Figure 9: modèle de régression pour expliquer le pourcentage de conservation de la balle des joueurs suite à des pressions à haute intensité
Nous avons appliqué ce modèle aux 7'633 joueurs des ligues étudiées ayant subi au moins 80 pressions de forte intensité et calculé une valeur théorique au prorata des différents postes occupés. Cela nous a permis d’obtenir, pour chaque joueur, une valeur résiduelle qui représente l’écart à la valeur théorique. Plus cette valeur est élevée, plus le joueur aura un pourcentage de conservation de balle supérieur à celle attendue compte tenu de la pression subie par son équipe et son poste sur le terrain.
Les Figures 10a à 10f présentent les résidus de conservation de la balle sous haute pression les plus positifs par poste. Notre analyse met notamment en exergue le Croate Emir Dilaver (HNK Rijeka) parmi les défenseurs centraux, Márcio Rafinha (São Paulo FC) pour les défenseurs latéraux, Sergiy Rybalka (LNZ Cherkasy) pour les milieux centraux ou défensifs, Caleb Zady Sery (SM Caen, transféré à FK Vojvodina) pour les milieux offensifs, Hugo Vallejo (Huesca SD) pour les ailiers ou encore Dominique Badji (FC Cincinnati, transféré à Bandirmaspor) pour les avant-centres.
Figure 10: résidus de conservation de la balle sous haute pression les plus positifs, selon le poste
5. Conclusion
La fréquence à laquelle les joueurs sont confrontés à des pressions à haute intensité dépend fortement du style de jeu pratiqué par leurs équipes.

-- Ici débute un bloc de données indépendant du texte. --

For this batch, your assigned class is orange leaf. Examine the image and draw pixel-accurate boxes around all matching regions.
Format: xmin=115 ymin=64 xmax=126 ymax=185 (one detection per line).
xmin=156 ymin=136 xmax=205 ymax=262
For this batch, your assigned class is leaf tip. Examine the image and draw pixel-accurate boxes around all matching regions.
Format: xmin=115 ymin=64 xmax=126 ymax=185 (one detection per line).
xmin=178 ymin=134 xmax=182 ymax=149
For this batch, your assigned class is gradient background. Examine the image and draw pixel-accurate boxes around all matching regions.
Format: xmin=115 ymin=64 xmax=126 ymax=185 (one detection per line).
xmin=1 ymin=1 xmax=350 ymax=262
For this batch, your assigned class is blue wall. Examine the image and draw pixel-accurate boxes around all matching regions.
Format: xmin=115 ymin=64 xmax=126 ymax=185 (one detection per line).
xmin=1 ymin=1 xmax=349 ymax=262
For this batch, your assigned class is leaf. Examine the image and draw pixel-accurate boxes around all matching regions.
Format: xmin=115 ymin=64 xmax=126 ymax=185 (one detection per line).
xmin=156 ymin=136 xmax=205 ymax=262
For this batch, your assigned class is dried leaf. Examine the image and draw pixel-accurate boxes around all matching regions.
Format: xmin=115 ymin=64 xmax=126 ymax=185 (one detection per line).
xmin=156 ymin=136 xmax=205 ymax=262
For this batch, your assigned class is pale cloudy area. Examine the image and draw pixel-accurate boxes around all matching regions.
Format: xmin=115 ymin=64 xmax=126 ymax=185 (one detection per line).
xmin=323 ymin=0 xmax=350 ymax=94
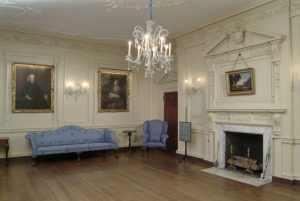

Plus ces dernières adoptent un jeu court et élaboré, favorisant la possession, plus leurs joueurs seront exposés à des situations de forte pression de la part des adversaires.
De même, une corrélation existe entre le nombre de pressions à haute intensité subies en moyenne par une équipe et la proportion de conservation de la balle. Ce résultat reflète l’importance du rôle du collectif dans les performances individuelles Les joueurs des équipes dominantes ne sont en effet pas seulement particulièrement doués, mais ils évoluent aussi dans un contexte propice à la pleine expression de leurs qualités.
L’analyse des résidus du modèle statistique développé en tenant en compte du style de jeu des équipes et du poste des joueurs afin d’expliquer la capacité de ces derniers à conserver la balle sous haute pression met en exergue des footballeurs performant mieux qu’attendu. Cette approche est particulièrement utile à des fins de détection pour cibler des recrues dont les dispositions permettent d’envisager une intégration réussie à un niveau sportif supérieur.